Stand: 02.10.2014 08:16 Uhr

Russlandtag: Der Dialog soll nicht abreißen

Lange war im Vorwege über ihn gestritten worden, am Mittwoch ging er dann ohne Schwierigkeiten über die Bühne: Am Russlandtag haben 450 Vertreter aus Politik und Wirtschaft in Rostock und Wismar über die Beziehungen zwischen Russland und Deutschland diskutiert. Am Abend beschlossen rund 170 Gäste bei einem Empfang in der Wismarer St-Georgen-Kirche das Wirtschaftstreffen.

Begonnen hatte der Tag mit der offiziellen Eröffnung von Ex-Bundeskanzler Gerhard Schröder (SPD). Schröder hatte in Rostock-Warnemünde um Vertrauen zum Handelspartner Russland geworben. Nur durch einen Dialog könne Vertrauen entstehen, das derzeit fehle. Solche Treffen könnten zu einem neuen Brückenschlag zwischen Deutschland und Russland führen. Allerdings schließe ein Dialog Kritik nicht aus, so Schröder weiter.

In Warnemünde und Wismar soll es um die Wirtschaft gehen, nicht um die Ukraine-Krise, so lautete die Zielrichtung beim von Mecklenburg-Vorpommerns Ministerpräsidenten Erwin Sellering (SPD) initiierten Treffen.

Gesunkener Warenumsatz

Russlands Botschafter Wladimir Grinin beklagte eine rückläufige Entwicklung der Wirtschaftsbeziehungen zwischen Deutschland und Russland. Der Warenumsatz im ersten Halbjahr 2014 habe sich um 6,5 Prozent verringert, sagte Grinin. Nach Überzeugung Schröders können deutsche Unternehmen bei der Modernisierung der russischen Wirtschaft helfen. Schon jetzt hingen 350.000 deutsche Arbeitsplätze am Russlandgeschäft. "Umgekehrt profitieren wir immens von der Energie- und Rohstoffpartnerschaft mit Russland", hob Schröder hervor. Sie gebe den Deutschen Sicherheit, dass es im bevorstehenden Winter nicht kalt werde.
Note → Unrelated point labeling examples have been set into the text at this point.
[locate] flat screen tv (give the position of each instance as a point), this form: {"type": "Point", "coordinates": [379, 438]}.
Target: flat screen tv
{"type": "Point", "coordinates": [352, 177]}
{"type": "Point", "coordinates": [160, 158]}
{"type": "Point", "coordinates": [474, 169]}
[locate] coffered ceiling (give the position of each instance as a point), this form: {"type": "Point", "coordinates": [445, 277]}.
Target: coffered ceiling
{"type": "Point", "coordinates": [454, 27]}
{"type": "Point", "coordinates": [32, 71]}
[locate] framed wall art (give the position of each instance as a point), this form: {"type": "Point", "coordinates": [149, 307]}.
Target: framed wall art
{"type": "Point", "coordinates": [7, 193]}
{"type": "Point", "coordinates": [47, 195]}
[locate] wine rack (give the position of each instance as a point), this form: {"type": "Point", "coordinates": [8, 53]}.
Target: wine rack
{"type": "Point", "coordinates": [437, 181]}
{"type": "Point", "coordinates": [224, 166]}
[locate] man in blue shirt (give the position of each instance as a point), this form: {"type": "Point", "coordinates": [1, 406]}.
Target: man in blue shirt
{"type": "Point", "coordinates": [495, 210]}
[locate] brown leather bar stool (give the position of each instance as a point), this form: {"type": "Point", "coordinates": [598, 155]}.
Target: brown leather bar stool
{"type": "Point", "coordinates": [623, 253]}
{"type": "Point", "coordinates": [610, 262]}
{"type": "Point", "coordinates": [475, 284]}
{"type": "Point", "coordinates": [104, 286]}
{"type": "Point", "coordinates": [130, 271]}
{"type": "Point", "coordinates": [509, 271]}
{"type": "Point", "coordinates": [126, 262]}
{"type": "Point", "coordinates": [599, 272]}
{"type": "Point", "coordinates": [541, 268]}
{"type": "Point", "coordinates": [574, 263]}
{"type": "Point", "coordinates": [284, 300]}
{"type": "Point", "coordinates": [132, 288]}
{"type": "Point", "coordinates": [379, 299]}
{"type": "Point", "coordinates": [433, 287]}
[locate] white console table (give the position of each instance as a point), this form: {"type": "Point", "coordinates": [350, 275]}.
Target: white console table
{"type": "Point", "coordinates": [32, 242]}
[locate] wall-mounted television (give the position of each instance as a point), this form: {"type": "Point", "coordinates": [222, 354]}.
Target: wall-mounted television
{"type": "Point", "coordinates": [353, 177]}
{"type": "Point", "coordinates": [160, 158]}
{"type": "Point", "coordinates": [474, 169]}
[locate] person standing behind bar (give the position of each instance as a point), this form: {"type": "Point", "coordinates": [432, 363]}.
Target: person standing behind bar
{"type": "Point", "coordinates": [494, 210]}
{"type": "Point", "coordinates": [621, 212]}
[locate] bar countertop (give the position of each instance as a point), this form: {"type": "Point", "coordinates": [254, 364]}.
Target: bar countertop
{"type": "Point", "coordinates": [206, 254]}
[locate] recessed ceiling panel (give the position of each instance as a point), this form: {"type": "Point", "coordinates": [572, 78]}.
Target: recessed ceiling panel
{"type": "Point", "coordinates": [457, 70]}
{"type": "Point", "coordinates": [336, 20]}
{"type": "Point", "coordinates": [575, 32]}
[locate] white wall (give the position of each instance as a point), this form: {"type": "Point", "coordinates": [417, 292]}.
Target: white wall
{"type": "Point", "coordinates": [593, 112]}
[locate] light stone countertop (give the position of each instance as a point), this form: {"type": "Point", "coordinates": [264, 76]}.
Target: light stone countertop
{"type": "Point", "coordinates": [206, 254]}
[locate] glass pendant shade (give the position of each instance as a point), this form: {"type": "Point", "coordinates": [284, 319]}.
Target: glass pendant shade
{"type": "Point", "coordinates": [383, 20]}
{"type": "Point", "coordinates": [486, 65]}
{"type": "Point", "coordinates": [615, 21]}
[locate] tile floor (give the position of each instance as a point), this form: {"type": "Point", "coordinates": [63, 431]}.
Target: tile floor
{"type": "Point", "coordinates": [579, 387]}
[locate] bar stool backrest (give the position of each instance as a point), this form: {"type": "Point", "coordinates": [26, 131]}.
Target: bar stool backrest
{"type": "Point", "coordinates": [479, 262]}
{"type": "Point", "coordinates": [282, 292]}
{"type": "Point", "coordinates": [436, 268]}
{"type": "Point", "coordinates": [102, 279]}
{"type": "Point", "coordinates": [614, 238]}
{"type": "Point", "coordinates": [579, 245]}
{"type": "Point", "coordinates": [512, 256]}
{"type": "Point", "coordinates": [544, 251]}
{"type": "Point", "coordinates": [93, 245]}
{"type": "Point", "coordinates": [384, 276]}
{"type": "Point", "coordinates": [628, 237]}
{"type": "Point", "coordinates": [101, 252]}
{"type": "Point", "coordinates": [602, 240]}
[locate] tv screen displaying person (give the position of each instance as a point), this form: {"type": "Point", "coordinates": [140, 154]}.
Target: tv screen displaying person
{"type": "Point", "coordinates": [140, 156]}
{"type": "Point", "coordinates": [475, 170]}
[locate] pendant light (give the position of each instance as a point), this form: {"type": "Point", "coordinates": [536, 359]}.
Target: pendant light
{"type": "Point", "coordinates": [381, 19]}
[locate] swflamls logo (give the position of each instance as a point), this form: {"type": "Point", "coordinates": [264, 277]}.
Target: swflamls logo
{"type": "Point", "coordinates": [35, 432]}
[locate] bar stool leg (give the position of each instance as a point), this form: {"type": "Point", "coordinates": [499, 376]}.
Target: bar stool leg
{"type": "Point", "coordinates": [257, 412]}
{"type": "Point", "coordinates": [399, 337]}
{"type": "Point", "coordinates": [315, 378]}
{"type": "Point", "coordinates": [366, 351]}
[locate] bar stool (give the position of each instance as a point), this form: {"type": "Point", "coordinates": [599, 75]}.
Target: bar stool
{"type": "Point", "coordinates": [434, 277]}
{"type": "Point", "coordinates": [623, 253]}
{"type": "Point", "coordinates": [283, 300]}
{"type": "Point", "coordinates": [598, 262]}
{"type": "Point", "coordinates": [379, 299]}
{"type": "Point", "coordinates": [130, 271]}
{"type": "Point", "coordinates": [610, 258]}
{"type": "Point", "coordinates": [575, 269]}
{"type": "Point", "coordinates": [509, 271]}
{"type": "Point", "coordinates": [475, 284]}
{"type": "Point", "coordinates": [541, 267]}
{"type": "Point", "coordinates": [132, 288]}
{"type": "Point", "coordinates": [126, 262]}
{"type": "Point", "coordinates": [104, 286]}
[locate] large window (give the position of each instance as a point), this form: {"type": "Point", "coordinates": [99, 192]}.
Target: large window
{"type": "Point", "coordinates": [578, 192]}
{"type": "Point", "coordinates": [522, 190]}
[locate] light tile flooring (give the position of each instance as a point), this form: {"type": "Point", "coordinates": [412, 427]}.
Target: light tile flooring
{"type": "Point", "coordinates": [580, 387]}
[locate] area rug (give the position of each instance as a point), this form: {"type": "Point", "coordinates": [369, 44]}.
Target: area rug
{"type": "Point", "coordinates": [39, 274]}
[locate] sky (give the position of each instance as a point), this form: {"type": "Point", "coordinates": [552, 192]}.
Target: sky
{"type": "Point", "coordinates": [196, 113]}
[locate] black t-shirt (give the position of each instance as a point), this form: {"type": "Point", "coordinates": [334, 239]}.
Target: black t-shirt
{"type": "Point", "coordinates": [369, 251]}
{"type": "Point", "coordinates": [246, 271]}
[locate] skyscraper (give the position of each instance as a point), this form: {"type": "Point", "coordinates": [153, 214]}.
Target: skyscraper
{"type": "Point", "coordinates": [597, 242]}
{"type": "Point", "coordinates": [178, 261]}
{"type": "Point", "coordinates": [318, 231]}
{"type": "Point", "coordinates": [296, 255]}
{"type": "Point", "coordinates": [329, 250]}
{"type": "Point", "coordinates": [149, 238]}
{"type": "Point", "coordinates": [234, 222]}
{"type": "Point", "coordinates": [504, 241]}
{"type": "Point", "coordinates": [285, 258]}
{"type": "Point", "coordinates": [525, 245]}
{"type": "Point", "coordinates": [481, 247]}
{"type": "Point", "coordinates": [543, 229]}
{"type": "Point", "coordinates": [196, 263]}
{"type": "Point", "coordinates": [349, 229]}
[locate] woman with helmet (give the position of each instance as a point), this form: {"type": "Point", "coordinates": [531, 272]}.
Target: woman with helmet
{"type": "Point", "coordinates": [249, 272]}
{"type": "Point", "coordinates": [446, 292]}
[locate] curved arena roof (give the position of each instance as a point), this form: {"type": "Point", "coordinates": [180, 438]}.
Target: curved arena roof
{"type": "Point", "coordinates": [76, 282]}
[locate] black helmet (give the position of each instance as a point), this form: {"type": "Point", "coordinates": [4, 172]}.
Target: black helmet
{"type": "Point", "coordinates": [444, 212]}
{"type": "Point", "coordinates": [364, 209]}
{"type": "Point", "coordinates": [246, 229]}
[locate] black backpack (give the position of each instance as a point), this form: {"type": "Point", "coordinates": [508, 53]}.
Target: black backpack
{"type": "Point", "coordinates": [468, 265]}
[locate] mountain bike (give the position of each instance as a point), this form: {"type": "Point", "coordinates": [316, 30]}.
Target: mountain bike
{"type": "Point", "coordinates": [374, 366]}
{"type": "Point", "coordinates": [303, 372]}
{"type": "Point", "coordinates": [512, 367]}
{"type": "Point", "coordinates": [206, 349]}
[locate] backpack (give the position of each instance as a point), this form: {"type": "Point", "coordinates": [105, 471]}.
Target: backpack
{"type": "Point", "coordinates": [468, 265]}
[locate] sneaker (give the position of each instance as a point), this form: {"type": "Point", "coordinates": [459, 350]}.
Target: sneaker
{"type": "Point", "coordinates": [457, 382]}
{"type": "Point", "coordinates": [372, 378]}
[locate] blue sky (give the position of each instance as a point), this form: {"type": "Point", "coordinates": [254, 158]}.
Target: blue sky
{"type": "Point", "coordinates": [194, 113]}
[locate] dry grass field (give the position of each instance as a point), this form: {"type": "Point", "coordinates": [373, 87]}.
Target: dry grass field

Kein Käse aus MV mehr nach Moskau

Einen Schwerpunkt bildeten Gespräche über die Landwirtschaft. Wie NDR 1 Radio MV berichtete, bildet der Export landwirtschaftlicher Erzeugnisse nach Russland mit 90 Millionen Euro einen deutlichen Anteil am Exportvolumen Mecklenburg-Vorpommerns. Ausgeführt wurden Zucker, Fischerzeugnisse, Obst- und Gemüsekonserven, Säfte, Kaffee-, Kakao- und Getreideerzeugnisse, sowie Bier und Fette. Den Hauptanteil machte mit über einem Drittel Käse aus: Nach Aussage von Landwirtschaftsminister Till Backhaus (SPD) waren Milchverarbeiter aus dem Land die einzigen, die das gesamte deutsche Russland-Käseexportgeschäft bestritten haben, da andere Molkereien den russischen Standards nicht entsprachen. Durch das Embargo befürchteten hiesige Unternehmen einen weiteren Preisverfall. Ähnliches gilt laut Backhaus für Kartoffel-Verarbeiter und Schlachthöfe in MV.

Ausgebucht trotz der Kritik

Der Russlandtag war trotz der anhaltenden Kritik von den Grünen, Teilen der CDU und aus dem Nachbarland Polen ausgebucht. Alleine aus Mecklenburg-Vorpommern hatten sich mehr als 100 Firmenchefs angesagt. Rund ein Viertel der Gäste kommt einem Sprecher zufolge aus Russland. Im ersten Halbjahr 2014 war Russland für Mecklenburg-Vorpommern laut aktuellen Zahlen nach Polen zweitwichtigster Außenhandelspartner. Mit dem Verlauf des Russland-Tags zeigte sich Sellering zufrieden, das Treffen sei ein Erfolg. "Ich freue mich, dass die Veranstaltung eine so große Resonanz gefunden hat. Das zeigt, dass es ein starkes Interesse am Ausbau der Wirtschaftsbeziehungen gibt."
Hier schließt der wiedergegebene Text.